3 | Merasa Teryakinkan

1.4K 99 9
                                    

- UPDATE SETIAP HARI
- DUA EPISODE SETIAP UPDATE
- JANGAN LUPA BERIKAN VOTE, KOMENTAR, DAN FOLLOW AKUN WATTPADKU.

* * *

Resti pun menutup pintu dan menguncinya seperti yang Marwan pesankan. Ia mencoba melihat ke arah rumah Patmi dari jendela. Namun sayang, ia tak bisa melihat apa-apa meski hanya sedikit. Pandangan Resti dari jendela itu terhalang pohon palem botol milik tetangga di sebelah rumah, sehingga kini ia hanya bisa menahan rasa penasaran seorang diri.

Wanita itu merogoh saku dasternya dan mengeluarkan ponsel. Ia kembali teringat dengan pembicaraan antara Didin dan Marwan, sehingga membuatnya ingin membicarakan hal itu dengan Septi.

RESTI
Assalamu'alaikum, Ti. Kamu sedang sibuk atau enggak di toko? Aku mau bicarakan sesuatu.
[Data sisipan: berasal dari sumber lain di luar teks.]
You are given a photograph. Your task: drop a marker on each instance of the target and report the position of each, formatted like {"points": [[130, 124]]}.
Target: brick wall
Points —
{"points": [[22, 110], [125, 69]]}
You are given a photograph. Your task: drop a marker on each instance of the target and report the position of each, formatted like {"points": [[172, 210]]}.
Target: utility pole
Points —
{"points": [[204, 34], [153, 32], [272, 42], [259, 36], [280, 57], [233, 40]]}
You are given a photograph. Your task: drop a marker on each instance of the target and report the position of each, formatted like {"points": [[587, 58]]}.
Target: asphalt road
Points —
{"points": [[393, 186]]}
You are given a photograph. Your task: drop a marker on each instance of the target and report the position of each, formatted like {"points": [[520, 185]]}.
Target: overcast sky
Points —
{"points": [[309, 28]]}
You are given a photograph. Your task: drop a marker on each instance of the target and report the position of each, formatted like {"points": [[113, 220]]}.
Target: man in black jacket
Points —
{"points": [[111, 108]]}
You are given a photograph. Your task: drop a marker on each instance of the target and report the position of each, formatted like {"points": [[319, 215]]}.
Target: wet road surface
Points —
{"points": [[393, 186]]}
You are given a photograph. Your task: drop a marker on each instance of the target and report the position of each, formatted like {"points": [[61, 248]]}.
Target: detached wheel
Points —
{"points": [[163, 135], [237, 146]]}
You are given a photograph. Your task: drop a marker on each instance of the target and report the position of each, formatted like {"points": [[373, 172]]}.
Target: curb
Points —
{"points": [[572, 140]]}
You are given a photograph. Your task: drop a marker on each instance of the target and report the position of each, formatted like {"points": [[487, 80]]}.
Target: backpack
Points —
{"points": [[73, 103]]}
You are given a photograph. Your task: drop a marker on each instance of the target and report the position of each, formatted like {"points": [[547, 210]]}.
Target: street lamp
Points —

Setelah mengirim pesan itu, Resti meletakkan ponselnya ke atas meja ruang tamu. Ia kembali mencoba menatap keluar jendela sambil memicingkan kedua matanya, agar bisa menembus celah-celah pohon palem di rumah tetangga. Ia merasa penasaran dengan apa yang terjadi pada Patmi, karena Ibunya sama sekali belum memberi kabar. Ponsel milik Resti pun berdering tak lama kemudian. Resti segera meraihnya dari meja, lalu membaca pesan masuk dari Septi.

SEPTI
Wa'alaikumsalam, Res. Aku enggak terlalu sibuk hari ini. Semua pekerjaan di toko sudah dihandle sama Wita. Ada apa, Res? Apa yang mau kamu bicarakan?

RESTI
Aku mau bicara soal rumahnya Amira yang sedang dibangun ulang. Tadi Ayahmu datang ke sini dan bicara sama Bapakku. Ayahmu bilang, kalau tadi Beliau melihat pocong di atap rumah Amira, padahal atap rumah itu sudah dibongkar dan hanya menyisakan kerangka saja. Pocong itu berwajah hancur dan hangus. Pocongnya langsung hilang, waktu ada beberapa buruh bangunan yang naik ke atap.

Di seberang sana, Septi membaca pesan itu dengan perasaan tidak tenang. Seketika ia memikirkan Amira, yang sampai hari itu belum juga memberi kabar padanya ataupun pada Resti. Sejak Rusna bertengkar dengan Patmi, Amira tidak lagi bicara apa-apa pada Septi dan Resti. Bahkan Amira sama sekali tidak berpamitan ketika akan pergi. Padahal biasanya, Amira akan selalu bilang pada mereka akan pergi ke mana dan kapan dia akan kembali. Namun kali itu semuanya mendadak berbeda. Kini, pada saat rumah Amira sedang dibangun ulang, Ayahnya justru melihat ada pocong yang menampakkan diri disiang hari. Hal itu jelas menambah kegelisahan dalam hati Septi mengenai Amira.

SEPTI
Selain dari kemunculan pocong yang dilihat oleh Ayahku, apakah ada kabar lain yang kamu dengar soal Amira?

RESTI
Kalau kabar soal Amira justru aku dengar dari Ibuku, Ti. Ibuku bilang, Ibumu tadi menyampaikan soal keberadaan Amira melalui chat di grup WhatsApp. Katanya Amira masih berada di kampung halamannya dan masih ingin berlibur. Makanya yang pulang ke sini hanyalah Paman Bagja dan Bibi Rusna. Kamu sudah coba hubungi Amira lagi, Ti? Aku sudah chat dia berkali-kali, tapi chatku tidak pernah masuk.

SEPTI
Sama, Res. Chat yang aku kirim pada Amira juga enggak pernah masuk. Mungkin di kampungnya sinyal tidak terlalu bagus seperti di tempat-tempat lain. Kalau begitu, baiknya nanti aku coba tanya langsung saja pada Bibi Rusna setelah pulang kerja. Aku benar-benar khawatir dengan keadaan Amira, Res. Aku belum bisa tenang.

RESTI
Setuju. Ayo kita tanyakan sama-sama. Aku akan ke rumahmu sore nanti, agar kita bisa bertanya pada Bibi Rusna.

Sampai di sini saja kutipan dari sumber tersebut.